Cryptographic Services Key Store

Before reading this information, review the information in Cryptographic Services Master Keys.

Cryptographic services key store is a set of database files used for storing cryptographic keys. A key store file is created using the Create Key Store (OPM, QC3CRTKS; ILE, Qc3CreateKeyStore) API. Any type of key supported by cryptographic services (e.g. DES, RC2, RSA, MD5-HMAC) can be stored in a key store file. Keys stored in a cryptographic services key store file can be used with the cryptographic services APIs in operations on data or keys.

Keys are added to a key store file using the Write Key Record (OPM, QC3WRTKR; ILE, Qc3WriteKey Record) or Generate Key Record (OPM, QC3GENKR; ILE, Qc3GenKeyRecord) API. Each record in a key store file holds a key or key pair. When the key store file is created, the user specifies the master key under which the key values will be encrypted before storing (except for RSA public key values which are stored in plaintext.) Besides the key value, the record contains the key type (e.g. TDES, AES, RSA), the key size, the key verification value (KVV) of the master key at the time the key value was encrypted, and a label. All fields in the key store record are stored as CCSID 65535 except for the record label. The record label will be converted from the job CCSID or the job default CCSID to Unicode UTF-16 (CCSID 1200).

Use the Retrieve Key Record Attributes (OPM, QC3RTVKA; ILE, Qc3RetrieveKeyRecordAtts) API to retrieve the key type, key size, master key ID, and KVV for a given key record.

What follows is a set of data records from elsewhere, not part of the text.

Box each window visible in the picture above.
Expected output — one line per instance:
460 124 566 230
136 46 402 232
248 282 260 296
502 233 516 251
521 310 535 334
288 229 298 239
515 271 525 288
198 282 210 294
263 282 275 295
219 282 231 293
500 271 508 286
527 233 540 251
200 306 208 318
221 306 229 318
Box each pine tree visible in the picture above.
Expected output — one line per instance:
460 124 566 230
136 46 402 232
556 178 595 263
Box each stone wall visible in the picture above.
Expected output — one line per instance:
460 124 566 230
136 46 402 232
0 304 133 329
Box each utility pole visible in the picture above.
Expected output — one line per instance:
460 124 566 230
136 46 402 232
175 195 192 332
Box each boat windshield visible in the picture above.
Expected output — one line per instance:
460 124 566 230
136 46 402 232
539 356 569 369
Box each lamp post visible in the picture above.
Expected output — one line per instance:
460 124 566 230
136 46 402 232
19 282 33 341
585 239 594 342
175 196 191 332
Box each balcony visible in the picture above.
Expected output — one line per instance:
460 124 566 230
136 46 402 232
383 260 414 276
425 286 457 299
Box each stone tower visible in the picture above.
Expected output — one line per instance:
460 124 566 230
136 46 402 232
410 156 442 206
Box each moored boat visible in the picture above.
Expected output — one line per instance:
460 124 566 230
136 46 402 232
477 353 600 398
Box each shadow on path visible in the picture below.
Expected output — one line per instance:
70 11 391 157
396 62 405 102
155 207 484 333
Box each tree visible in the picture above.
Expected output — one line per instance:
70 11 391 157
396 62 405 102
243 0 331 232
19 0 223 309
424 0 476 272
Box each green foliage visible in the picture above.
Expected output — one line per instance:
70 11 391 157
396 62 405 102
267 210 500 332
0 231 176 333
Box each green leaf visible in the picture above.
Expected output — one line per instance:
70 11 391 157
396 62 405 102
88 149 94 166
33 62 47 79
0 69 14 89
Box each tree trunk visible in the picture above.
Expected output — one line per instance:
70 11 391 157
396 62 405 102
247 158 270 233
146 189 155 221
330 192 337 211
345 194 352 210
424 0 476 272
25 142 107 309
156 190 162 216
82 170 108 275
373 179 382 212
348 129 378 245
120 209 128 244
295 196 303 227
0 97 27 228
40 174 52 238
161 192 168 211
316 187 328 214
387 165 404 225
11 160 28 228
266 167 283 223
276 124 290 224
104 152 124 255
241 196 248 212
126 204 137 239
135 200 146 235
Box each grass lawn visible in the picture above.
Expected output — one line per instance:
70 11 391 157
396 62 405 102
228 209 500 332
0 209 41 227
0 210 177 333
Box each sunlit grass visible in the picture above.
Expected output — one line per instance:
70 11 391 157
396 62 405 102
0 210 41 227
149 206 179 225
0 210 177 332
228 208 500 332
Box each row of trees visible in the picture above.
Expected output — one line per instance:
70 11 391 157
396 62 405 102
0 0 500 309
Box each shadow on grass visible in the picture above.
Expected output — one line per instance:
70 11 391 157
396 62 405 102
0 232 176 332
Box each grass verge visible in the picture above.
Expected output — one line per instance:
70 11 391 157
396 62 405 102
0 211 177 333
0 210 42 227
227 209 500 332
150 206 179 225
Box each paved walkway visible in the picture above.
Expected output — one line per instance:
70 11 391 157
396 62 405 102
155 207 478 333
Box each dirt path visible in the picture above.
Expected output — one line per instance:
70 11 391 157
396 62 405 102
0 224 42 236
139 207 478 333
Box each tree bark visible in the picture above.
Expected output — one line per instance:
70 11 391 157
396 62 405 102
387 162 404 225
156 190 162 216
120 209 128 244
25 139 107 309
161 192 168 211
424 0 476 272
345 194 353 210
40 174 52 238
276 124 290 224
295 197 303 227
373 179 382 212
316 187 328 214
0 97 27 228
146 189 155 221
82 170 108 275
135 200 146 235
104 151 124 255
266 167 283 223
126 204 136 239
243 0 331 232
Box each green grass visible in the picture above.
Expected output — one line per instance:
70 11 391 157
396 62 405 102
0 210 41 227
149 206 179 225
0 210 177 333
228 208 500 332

If a master key for a key store file is changed, the keys in that file must be re-encrypted. The Translate Key Store (OPM, QC3TRNKS; ILE, Qc3TranslateKeyStore) API can be used to translate key store keys to another master key, or if the same master key is specified, to the current version of the master key.

When a key store key is used, the KVV stored in the record is compared with the KVVs for the master key to determine under which version of the master key the key store key is encrypted. If the KVV matches the current version KVV, the operation proceeds normally. If the KVV matches the old version KVV, the operation proceeds but a warning is issued. The user should use the Translate Key Store API to re-encrypt the key store file. If the KVV matches neither, an error is returned indicating the key store key is outdated. It cannot be recovered unless the master key under which it is encrypted is restored.

After a key store file is changed by adding keys or translating the key values, make a backup of the key store file (e.g by using SAVOBJ).

To export key store keys to another system, use the Export Key (OPM, QC3EXPKY; ILE, Qc3ExportKey) API which will return the key value encrypted under another key. Because this API can be used to obtain clear key values, care should be taken to restrict access to this API.

Delete Key Record (OPM, QC3DLTKR; ILE, Qc3DeleteKeyRecord) API deletes a key record from a key store file.